Michele Shanahan DeMoss' daughter Blair was struck and killed by a stray bullet during the Fourth of July celebrations in 2011.
"A bullet hit her. It came from three football fields away, so we have been saying that from the beginning, since 2011, three football fields. So, as the Chiefs play football and I sit and try to watch football, that is what is in my mind. I counted over and over and over the length of a football field, three of them," DeMoss shared.
Blair was 11 when she died. DeMoss said her daughter would have recently celebrated her 21st birthday.
"What if you fire that gun after the Super Bowl, and you kill somebody? You want to live with yourself the rest of your life? I have to live with not having my daughter. My daughter that should be 21 years old. Who knows what she would be doing," DeMoss said.

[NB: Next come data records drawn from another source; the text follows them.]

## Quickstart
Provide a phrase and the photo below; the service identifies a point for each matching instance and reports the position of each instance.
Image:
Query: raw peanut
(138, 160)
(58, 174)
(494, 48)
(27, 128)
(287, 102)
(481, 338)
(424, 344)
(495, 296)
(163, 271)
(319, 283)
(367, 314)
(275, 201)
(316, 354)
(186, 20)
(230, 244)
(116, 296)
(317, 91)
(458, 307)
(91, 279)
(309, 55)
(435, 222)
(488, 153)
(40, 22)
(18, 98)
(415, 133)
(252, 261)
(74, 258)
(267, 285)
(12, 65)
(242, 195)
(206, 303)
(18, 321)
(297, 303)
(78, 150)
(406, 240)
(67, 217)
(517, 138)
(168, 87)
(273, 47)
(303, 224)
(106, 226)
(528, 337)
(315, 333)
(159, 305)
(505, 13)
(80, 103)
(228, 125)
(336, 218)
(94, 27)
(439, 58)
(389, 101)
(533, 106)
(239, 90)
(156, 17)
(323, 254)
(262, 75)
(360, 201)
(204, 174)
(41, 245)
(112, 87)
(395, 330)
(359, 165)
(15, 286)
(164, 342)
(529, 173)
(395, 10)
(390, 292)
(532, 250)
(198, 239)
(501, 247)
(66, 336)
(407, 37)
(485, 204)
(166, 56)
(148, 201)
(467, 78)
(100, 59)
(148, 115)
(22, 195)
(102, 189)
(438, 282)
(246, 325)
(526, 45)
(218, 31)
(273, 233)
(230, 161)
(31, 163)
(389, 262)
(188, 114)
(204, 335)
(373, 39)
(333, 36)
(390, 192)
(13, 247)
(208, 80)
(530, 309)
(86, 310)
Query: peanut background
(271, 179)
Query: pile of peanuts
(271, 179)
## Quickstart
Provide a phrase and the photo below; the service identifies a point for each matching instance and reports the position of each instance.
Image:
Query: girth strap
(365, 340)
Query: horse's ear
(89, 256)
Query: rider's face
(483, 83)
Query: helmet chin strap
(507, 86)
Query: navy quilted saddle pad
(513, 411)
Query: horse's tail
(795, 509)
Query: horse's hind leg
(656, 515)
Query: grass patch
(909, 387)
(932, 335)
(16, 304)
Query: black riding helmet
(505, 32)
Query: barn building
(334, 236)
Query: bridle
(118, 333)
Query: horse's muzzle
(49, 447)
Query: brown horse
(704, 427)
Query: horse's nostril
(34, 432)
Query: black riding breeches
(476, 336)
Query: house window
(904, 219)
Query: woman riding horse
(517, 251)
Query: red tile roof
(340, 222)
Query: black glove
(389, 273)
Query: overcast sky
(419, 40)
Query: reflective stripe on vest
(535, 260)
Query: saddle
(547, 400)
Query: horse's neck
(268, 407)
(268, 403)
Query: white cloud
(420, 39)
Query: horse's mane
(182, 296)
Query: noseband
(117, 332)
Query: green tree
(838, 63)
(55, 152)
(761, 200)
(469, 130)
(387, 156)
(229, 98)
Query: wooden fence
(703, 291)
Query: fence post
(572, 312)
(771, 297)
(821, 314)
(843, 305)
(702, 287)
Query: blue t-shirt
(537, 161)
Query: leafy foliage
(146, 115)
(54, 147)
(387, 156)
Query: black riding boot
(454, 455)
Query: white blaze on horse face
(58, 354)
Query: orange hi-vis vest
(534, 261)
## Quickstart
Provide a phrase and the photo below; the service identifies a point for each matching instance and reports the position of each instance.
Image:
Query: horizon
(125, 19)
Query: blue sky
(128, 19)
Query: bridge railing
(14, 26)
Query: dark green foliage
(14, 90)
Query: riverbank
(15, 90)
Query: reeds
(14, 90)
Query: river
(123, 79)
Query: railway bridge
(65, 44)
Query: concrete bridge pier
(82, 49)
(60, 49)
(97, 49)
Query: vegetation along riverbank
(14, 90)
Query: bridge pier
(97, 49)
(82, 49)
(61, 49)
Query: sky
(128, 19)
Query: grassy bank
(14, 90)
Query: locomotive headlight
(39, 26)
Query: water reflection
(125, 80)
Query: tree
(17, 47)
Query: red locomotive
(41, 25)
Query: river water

A Kansas City, Missouri, Police Department spokesperson said celebratory gunfire is a problem.
After last year's Super Bowl victory, KCPD received 163 reports of gunfire in the evening and early morning hours of Feb. 2 and Feb. 3. However, a spokesperson said it's impossible to know how many of those calls were related to the game.
Going forward, every celebration DeMoss has will be without her daughter. Now, she wants others to think twice before pulling the trigger.
"A bullet doesn't have no name, have a face," DeMoss said. "Once it leaves that gun, you don't know, unless you are aiming at a target, where it's going."
DeMoss said "Blair's Law," legislation that would punish people firing their firearm in a reckless manner has been reintroduced in the Missouri legislature. Previous efforts to pass the bill have failed.
KCPD said they plan to address the issue of celebratory gunfire before the Chiefs play in the Super Bowl.